もともと一人作業で他の目を気にすることなどない空間だし、本人も自覚していないのだろう。ライブ中でもその姿は度々目にする。

目にするとしたら大抵は打ち合わせの時だ。何かを言いかけてそのまま試案に突入する時の彼の口は大抵開いている。
無意識なのだから仕方がない。仕方がないとは思うのだがマスク生活でしばらくその姿を目にしていなかったものだからそうだったことを忘れていたのだ。不意打ちはズルい。

規制が緩やかになりマスクの着用が必須ではなくなったのだから別にマスクをしていなくても咎められることはないのだが、久し振りにそんな彼の姿を目にしてしまって一人どぎまぎしている。
そうだった、忘れていた。



半開きの彼の口は不埒な場面を思い起こさせる。
彼が何かをねだる時、彼の口は物欲しそうにいつも開いている。
そしてそのままその口からは艶っぽい音色が零れ出る。
その唇を食めばくすぐる様な吐息が答えの代わりに自分の唇をなぞり、『もっと』と言葉の代わりに急かすのだ。
そういう時の彼は本当にズルいくらい可愛らしくて、その不埒な唇を塞がずにはいられなくなる。本当に無自覚なのか?と疑いたくなるほどに。

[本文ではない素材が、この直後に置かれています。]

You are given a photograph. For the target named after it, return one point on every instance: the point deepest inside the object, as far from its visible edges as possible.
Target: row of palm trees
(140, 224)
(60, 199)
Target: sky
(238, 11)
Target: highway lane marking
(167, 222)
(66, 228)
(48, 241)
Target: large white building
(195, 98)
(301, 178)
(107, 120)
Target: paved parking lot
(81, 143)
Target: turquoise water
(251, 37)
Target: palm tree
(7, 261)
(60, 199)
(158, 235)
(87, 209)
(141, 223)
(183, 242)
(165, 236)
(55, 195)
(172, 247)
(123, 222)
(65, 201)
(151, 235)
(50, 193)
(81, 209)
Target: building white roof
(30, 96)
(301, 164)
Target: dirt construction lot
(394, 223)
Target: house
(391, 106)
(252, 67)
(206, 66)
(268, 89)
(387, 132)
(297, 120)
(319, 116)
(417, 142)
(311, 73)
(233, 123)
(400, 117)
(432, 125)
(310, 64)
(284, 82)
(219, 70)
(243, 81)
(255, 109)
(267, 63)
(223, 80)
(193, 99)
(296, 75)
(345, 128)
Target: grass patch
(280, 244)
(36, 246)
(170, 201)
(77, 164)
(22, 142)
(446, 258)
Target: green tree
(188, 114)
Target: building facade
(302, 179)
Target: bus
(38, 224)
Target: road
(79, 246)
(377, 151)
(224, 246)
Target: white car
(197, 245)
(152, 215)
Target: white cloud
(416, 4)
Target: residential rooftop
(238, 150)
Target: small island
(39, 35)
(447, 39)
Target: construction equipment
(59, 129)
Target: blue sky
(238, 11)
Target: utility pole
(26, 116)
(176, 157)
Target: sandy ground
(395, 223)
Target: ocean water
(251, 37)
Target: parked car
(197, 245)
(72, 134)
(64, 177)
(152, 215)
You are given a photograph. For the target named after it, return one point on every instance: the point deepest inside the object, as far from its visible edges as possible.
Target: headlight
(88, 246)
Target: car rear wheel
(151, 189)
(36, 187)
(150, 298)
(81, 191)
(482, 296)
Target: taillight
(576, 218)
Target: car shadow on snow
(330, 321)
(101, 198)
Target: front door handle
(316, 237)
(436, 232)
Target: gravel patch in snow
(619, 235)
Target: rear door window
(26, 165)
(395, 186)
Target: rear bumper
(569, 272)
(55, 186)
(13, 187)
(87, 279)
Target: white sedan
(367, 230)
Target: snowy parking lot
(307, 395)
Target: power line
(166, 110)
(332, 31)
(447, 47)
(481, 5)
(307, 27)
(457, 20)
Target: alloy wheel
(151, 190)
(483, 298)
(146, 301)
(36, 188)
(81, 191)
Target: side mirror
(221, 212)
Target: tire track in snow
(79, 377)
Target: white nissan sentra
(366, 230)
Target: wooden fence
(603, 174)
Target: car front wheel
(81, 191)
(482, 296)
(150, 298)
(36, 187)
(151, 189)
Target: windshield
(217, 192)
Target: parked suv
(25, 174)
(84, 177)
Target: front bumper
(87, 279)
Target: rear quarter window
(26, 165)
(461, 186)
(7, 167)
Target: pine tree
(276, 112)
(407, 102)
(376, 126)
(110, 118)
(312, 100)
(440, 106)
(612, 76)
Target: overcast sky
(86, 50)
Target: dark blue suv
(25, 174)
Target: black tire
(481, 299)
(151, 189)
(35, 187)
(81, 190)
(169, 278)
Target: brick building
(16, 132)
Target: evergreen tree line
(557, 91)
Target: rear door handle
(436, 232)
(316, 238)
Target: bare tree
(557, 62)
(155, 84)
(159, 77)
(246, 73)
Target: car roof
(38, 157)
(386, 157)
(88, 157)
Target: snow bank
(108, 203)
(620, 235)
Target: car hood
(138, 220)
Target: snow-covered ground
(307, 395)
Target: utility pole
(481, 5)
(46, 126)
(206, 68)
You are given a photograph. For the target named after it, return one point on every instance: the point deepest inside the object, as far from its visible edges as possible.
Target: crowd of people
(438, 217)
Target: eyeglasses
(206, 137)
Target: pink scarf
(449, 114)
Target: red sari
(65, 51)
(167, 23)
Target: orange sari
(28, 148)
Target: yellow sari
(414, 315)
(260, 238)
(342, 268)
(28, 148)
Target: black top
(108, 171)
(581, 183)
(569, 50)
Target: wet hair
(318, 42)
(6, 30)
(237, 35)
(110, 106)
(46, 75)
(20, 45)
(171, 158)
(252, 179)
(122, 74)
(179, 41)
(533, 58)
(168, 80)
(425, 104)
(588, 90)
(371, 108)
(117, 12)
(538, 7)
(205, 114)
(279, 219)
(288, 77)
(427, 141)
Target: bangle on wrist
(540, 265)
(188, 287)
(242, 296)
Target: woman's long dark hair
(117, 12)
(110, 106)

そんな唇をこの打ち合わせの場で不意に目にしてしまって、一人落ち着かない心地でいるのだ。
最近のうだるような暑さはマスクの息苦しさを倍増させ、いつものメンバーだからという心安さもあり飲み物を飲むのにずらしたままにさせた。
顎の下にずらしたマスクは彼の物欲しげに開かれた口元を隠してはくれなくて、これもまた無意識だったのだろう、思案のために上向きに仰け反らせた喉元に喉仏がくっきりとまるで何かを嚥下するように動いた。


体温が、急に上がった気がする。
クラクラと眩暈がしそう。
それは反則だよ、大ちゃん。


彼の口元から目が離せなくなっているとその視線に気付いたのか彼がそのまま振り返った。


「どうしたの?ヒロ。」


そう言う彼の口はやはり微妙に開いている。


「あ・・・うん、ね?」


「何よ。」


怪訝そうな彼の口はやはりまだ開いていて。
自分の表情を隠すようにマスクを再度確認し、「マスク」と彼の顎に下げられていたマスクを指さした。


「一応ね、今日は人も多いし、うん、一応、やっぱり、ね。世の中的にね。」


腑に落ちないような表情をしながらもマスクをきちんと着けなおす彼にマスクの下でホッとする。
マスク生活で緩んでしまった自制心を取り戻すまでもう少しマスクには活躍してもらわないと、と心の中で苦笑しながら、思い起こしてしまった不埒な場面を険しい表情で追いやった。


艶めかしい口元は特別な時間だけに・・・。